Gordon ‘Diesel’ Maclennan’s Stornoway Plastics Factory, renowned for making fishing creels, has been busy producing new products.
Over the referendum campaign the factory has made around 1,000 wooden ‘Yes’ signs which have become a familiar part of the island landscape during the referendum campaign.
Last weekend the water jet machine used to cut out the signs was running at full pelt producing just under 100 of them as the number of days before the historic vote was about the hit single figures.
The plywood signs have since been painted bright yellow and orange and are destined to be placed all around the island.
But it is not just in the Western Isles where they are popping-up. What started as a one-off quickly snowballed into a Scotland-wide campaign tool after a photo was posted on Facebook several months ago.
Since then the orders have been flooding in from across the country and the signs can be seen in Glasgow, Aberdeen, Inverness, Tiree, Uist, Barra, and Elgin to name just a few.

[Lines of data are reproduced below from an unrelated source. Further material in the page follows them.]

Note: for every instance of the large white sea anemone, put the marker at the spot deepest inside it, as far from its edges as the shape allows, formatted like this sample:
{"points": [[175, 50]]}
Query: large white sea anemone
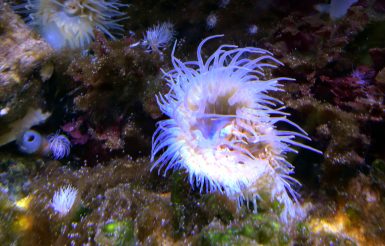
{"points": [[71, 23], [222, 127]]}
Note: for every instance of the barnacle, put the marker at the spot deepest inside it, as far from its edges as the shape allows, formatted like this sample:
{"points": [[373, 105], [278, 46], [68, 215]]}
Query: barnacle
{"points": [[71, 23], [59, 145], [222, 127]]}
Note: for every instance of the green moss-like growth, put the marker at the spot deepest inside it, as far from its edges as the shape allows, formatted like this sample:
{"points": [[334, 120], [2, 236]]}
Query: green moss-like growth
{"points": [[119, 233]]}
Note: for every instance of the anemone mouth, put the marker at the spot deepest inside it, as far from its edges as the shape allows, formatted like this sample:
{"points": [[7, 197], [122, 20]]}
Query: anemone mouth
{"points": [[71, 8]]}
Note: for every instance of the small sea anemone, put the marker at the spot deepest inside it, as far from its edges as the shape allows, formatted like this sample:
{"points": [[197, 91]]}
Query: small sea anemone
{"points": [[159, 37], [59, 145], [222, 127], [71, 23], [64, 199]]}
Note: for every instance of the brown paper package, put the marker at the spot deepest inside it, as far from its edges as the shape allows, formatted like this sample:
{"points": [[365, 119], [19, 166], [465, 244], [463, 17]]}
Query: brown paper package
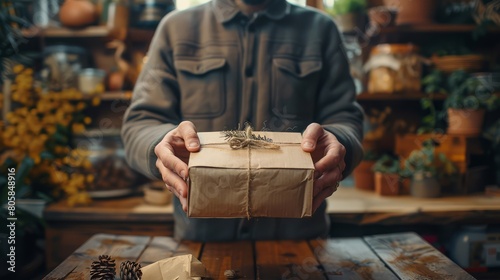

Gordon ‘Diesel’, an engineer by trade, is well known throughout the Western Isles for his fuel campaign which many credit with bringing down the price of island road fuel but he has also recently become a well known local ‘Yes’ activist.
He appeared on the Stornoway Gazette Big Referendum Debate panel and visitors to his factory have come accustomed to debating Scottish independence while placing an order.
Gordon ‘Diesel’ said: “They [Better Together] have never asked us for a ‘No’ sign’.” He laughed: “We say the machine doesn’t do ‘No’.”
George Peck, who works at the Stornoway factory, estimated they have produced around 1,000 signs during the referendum campaign and joked that there will be plenty of firewood available after September 18th.
Meanwhile a number of large ‘No Thanks’ signs have been spotted recently in the Western Isles as the campaigns, on both sides of the debate, intensify with just one week to go before the vote on September 18th.